Existe um imaginário em torno do Carnaval, que é feito parte de memória coletiva, parte recordações individuais. Como todas as tradições, a folia tem o poder de fazer crer que ela sempre foi assim, para aqueles que se comunicam com sua manifestação presente, em ruas e salões; e, numa versão desta mesma sensação, de inspirar as críticas daqueles saudosos dos carnavais de outros tempos, para eles, mais autênticos, e dotados de elementos indispensáveis à festa, mas hoje em desuso pelas novas gerações.
Mas sabe-se que as tradições são um fenômeno mais complexo. O historiador britânico Eric Hobsbawn falava sobre invenções das tradições. Para ele, estas eram sempre inventadas. Afinal, em algum momento eram instituídas e novas, ainda que construídas a partir de elementos ou mesmo de tradições anteriores. O que determina sua continuidade é a capacidade de se comunicar com o imaginário e os valores da comunidade. Em pouco tempo, elas entram na memória coletiva e ocupam um espaço cativo, como sempre estivessem estado ali.

Um exemplo disso foi a reconfiguração do Carnaval de rua de Fortaleza, que se expandiu, estabeleceu novos polos, viu nascer blocos tidos como favoritos e emplacou canções no repertório do folião. Um fenômeno que cresceu exponencialmente nas duas últimas décadas e que, hoje, não só faz parecer que a festa na cidade foi sempre assim, como é difícil imaginar de forma distinta – como foram os tempos em que as praias da moda esvaziavam as ruas da Capital. Hoje, há espaço para as duas folias e outras tantas, como as festas serranas, e ninguém parece duvidar.

Dizem os estudiosos das tradições que estas são tudo, menos manifestações culturais petrificadas. Estão em constante manutenção e atualização. Ainda que exista uma conexão forte com o passado, ela faz parte do presente e não pode deixar de refletir o espírito da época em que se faz viva. No caso do Carnaval, são notórias, por exemplo, o jogo da sátira e da crítica social, em que o noticiário político fornece novas personagens que servem de mote para máscaras e fantasias irreverentes; e do cancioneiro de blocos e bandas que fazem troça a partir de novos acontecimentos.

Não é o caso, claro, de deslegitimar a saudade ou desvalorizar o passado. Na festa de Momo, há espaço para toda sorte de folião e de folia. A programação oficial das prefeituras e extraoficiais abundam em propostas que atendem aos mais diversos gostos. E essa multiplicidade é também uma atualização da tradição, que não cessa de se reinventar, mas sem perder a própria identidade.

As mudanças, não se deve esquecer, não são imperativamente boas ou ruins.

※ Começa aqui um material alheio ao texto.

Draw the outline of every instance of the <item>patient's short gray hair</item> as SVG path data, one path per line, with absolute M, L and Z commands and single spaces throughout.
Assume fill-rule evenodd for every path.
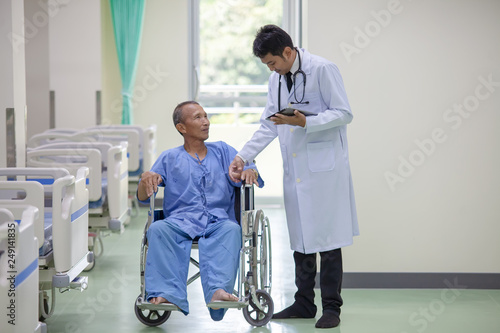
M 182 109 L 184 108 L 185 105 L 188 105 L 188 104 L 200 105 L 200 103 L 198 103 L 196 101 L 185 101 L 185 102 L 177 104 L 177 106 L 174 109 L 174 113 L 172 114 L 172 118 L 174 120 L 174 126 L 177 126 L 177 124 L 182 123 L 182 121 L 184 120 L 183 114 L 182 114 Z M 181 133 L 181 132 L 179 132 L 179 133 Z M 182 133 L 181 133 L 181 135 L 182 135 Z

Mesmo os saudosistas precisam reconhecer o avanço no entendimento de que se deve, cada vez mais, respeitar o espaço e a integridade das pessoas. A festa é espaço de trocas sociais, mas é preciso estar atento à expectativa e aos direitos do próximo. O beijo-roubado, por exemplo, hoje não há dúvidas, se configura como assédio. É Lei e há sanções previstas para esse comportamento.

Aqui, também, deve se lembrar que as tradições também mudam, pois o mundo deixa de tolerar certos atos. Merece ser aposentado, como o lança-perfume que circulava livremente em salões do passado, com a errônea fama de brincadeira inofensiva.